Jean Christophe Helary helary at eskimo.com
Tue May 11 23:36:21 PDT 1999


Interview by Le Monde : http://www.lemonde.fr/actu/international/exyougo/kosovo/articles/990512/0301 .htm

"...I never said I was opposed to the bommbings, all this is propaganda...", "...Serbs have announced they would start to withdraw forces from Kosovo but they announced it also in the past...", "...there was a UN resolution last year and Naot'intervention is based on that...", "I talk about 'self-government' because I don't like the word 'autonomy'..." etc...

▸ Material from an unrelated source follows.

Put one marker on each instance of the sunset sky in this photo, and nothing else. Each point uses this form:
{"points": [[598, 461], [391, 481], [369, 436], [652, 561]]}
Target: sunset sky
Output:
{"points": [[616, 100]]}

« Je n'ai jamais dit que j'étais contre les bombardements. C'est de la propagande » Ibrahim Rugova, président de la Ligue démocratique du Kosovo ROME de notre correspondant Michel Bôle-Richard

Ibrahim Rugova a été reçu, lundi 10 mai, au Vatican par le pape Jean Paul II, auquel il a exposé la situation de son pays. Au cours de l'après-midi, il a également fait part, devant la commission des affaires extérieures, de la façon dont il envisageait la suite de son combat pacifique pour l'avenir du Kosovo. Dans un court entretien accordé au Monde, au New York Times ainsi qu'à La Stampa et au Corriere della Sera, il s'est clairement prononcé pour une indépendance à court terme de son pays. Dans la soirée, Ibrahim Rugova a participé à une prière à Santa Maria del Trastevere organisée par la communauté de Sant'Egidio, à laquelle il a rendu hommage pour le rôle joué dans sa libération et pour le rétablissement de la paix au Kosovo.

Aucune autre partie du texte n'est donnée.